C’est incroyable comme les « vieux » réflexes se mettent tout de suite en route, pour qui a vécu des violences très tôt dans sa vie. Voilà que je me rends compte ressentir à nouveau une culpabilité diffuse de m’être fait voler…pardon que des petits cons m’aient volé mon sac. Culpabilité dont je ne me culpabiliserai pas, tant je sais d’où elle vient. Et la société, comme pour le reste, en rajoute une couche, la société incarnée pour l’heure par mon propriétaire, qui me dit « mais enfin, pourtant vous êtes jeune, il fallait les taper »…Ben tiens..Et moi de lui expliquer qu’ils m’ont – BANDE DE PAUVRES PETITS LACHES – surpris par l’arrîère (et je peux vous dire que je tenais fermement mon sac, le gamin a dû s’y reprendre à deux fois pour me l’arracher; c’est assez effrayant cette sensation dont je me rappelerai toujours, de sentir une AUTRE main que la vôtre qui agrippe la poignée de VOTRE sac-à-main. Il a failli me faire tomber, je me suis redressée et retournée illico, (pas blessée, ouf), et j’ai crié aussi fort que je le pouvais, j’ai GUEULE, oui « rendez-moi mon sac (petits cons) !! » et « au voleur ! » (comme dans les BD ou les films des années 40, plus personne ne crie ça, non ?), j’ai crié les mêmes mots pendant plusieurs mètres, en courant plutôt pas mal, étant donné mes talons (mais on peut courir en talons, oui, oui, j’en suis la preuve vivante 😉 ). Je m’époumonnais après ces petits cons que je voyais s’enfuir au loin, pendant qu’un brave homme – qu’on prit pour mon mari, ensuite – appelait la police; et je venais de m’arrêter quand j’ai croisé ce couple qui venait de voir deux gamins regarder dans un sac. Ces charmantes personnes m’ont aidée, et l’homme m’accompagna à la recherche de mon sac en attendant la police – qui le prit pour mon mari ensuite – au cas où les jeunes cons l’aurait abandonné ici ou là (le sac, pas la police (quoique). Donc point de sidération de ma part, une réaction au quart-de-tour plutôt. Même avec tous les cours de self-defense du monde, je n’aurais pas pu les empêcher de m’agresser, on est bien d’accord. Et on ne va pas commencer avec les « je n’avais qu’à pas me trouver à tel endroit, à telle heure », (mmm, ça vous dit rien, ça ?), parce que sinon je HURLE (d’ailleurs les flics ne m’ont fait aucune remarque désobligeante (encore heureux). Juste suggéré que les voleurs choisissaient leurs victimes (eh oui, je suis une femme, pas de bol). Halte à la culpabilisation des victimes.

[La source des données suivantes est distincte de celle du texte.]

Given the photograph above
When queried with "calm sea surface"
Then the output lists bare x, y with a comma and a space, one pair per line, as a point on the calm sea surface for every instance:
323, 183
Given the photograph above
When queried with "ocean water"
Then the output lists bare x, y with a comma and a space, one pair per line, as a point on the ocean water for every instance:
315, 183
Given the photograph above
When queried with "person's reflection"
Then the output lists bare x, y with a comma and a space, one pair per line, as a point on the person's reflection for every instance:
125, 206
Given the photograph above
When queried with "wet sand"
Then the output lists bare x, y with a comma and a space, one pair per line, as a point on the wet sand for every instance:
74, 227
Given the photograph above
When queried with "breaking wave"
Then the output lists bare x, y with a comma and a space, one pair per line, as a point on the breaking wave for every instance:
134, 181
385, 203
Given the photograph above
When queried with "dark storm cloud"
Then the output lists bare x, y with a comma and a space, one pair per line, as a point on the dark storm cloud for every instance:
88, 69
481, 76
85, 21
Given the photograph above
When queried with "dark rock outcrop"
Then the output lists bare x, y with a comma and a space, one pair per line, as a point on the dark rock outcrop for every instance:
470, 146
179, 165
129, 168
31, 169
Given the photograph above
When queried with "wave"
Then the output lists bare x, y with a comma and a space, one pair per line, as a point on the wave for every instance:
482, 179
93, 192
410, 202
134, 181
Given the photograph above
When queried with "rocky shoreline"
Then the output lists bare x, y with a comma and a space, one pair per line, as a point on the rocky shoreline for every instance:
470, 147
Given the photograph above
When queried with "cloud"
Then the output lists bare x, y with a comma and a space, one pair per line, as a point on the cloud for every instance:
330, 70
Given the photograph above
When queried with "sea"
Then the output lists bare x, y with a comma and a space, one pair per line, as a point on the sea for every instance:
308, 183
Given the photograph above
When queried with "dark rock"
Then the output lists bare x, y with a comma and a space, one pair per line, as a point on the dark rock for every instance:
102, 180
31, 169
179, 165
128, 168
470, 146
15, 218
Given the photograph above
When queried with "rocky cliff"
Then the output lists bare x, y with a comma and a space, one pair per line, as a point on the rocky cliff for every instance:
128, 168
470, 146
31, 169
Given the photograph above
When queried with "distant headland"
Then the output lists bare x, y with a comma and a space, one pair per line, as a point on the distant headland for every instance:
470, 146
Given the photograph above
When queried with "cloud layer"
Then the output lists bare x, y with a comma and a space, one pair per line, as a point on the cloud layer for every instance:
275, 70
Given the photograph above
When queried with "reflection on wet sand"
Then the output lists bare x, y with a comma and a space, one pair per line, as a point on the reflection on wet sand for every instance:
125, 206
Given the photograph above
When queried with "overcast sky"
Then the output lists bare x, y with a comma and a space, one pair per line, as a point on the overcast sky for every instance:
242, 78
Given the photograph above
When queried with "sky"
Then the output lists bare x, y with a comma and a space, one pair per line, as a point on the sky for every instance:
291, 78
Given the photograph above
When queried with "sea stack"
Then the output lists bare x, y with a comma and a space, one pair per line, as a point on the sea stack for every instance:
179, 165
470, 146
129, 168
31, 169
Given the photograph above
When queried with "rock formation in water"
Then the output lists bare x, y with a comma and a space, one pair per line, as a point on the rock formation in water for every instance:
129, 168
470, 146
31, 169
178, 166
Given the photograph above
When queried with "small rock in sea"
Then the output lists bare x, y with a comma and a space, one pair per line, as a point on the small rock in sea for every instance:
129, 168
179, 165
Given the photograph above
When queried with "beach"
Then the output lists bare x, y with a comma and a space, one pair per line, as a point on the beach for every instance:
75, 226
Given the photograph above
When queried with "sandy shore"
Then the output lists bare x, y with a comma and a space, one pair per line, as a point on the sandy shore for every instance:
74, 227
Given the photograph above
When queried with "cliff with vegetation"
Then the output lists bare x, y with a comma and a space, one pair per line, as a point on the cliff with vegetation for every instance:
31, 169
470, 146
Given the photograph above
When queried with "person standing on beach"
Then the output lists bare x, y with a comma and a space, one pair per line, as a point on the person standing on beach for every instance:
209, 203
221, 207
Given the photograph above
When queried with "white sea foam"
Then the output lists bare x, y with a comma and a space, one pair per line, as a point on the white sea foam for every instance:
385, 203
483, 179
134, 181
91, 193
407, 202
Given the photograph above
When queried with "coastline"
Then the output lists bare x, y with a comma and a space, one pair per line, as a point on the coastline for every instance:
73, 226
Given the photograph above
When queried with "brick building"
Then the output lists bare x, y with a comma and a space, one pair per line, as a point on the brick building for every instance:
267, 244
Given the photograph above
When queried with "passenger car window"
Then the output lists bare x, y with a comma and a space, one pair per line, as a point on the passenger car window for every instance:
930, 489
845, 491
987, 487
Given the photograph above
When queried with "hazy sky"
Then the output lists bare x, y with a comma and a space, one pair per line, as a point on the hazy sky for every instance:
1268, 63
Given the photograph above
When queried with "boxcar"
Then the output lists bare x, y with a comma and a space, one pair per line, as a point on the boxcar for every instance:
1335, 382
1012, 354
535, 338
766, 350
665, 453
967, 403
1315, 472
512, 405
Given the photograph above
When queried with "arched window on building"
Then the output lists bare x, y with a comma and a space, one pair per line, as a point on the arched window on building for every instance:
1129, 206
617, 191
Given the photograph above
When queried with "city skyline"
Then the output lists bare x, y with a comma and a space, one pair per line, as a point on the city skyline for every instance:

Lettre de colère saine à mes voleurs

Alors, mes petits voleurs, vous allez bien ? Alors ??? Heureux de m’avoir arraché mon sac ??? Comment vous sentez-vous ?? Fiers de vous ??? Qu’avez-vous pensé de votre butin ? Vous avez gagné le gros lot, je n’avais « que » 20 Euros et des poussières dans mon sac et un téléphone merdique, plat qui plus est. Avec chargeur, mais sans code pin, désolée ! Un portefeuille que j’affectionnais, artisanal, qu’on ne trouve pas partout. Heureux d’avoir toute une série de cartes de fidélité qui ne vous serviront pas ?? Quelle chance, vous avez un bâton de rouge à lèvres à votre disposition, petits veinards !! Et un flacon d’HE de lavande !! Croyez-moi, c’est mieux que le shit ou la cocaïne, essayez, au moins, histoire de rentabiliser le truc ! Pas de bol pour vous les gars, j’ai bloqué mes cartes de banque directement. Et mon agenda, il vous convient pour noter votre emploi du temps surchargé ? D’autres vols à l’arrachée en prévision ? Un attentat, peut-être, non ? Pour quand ??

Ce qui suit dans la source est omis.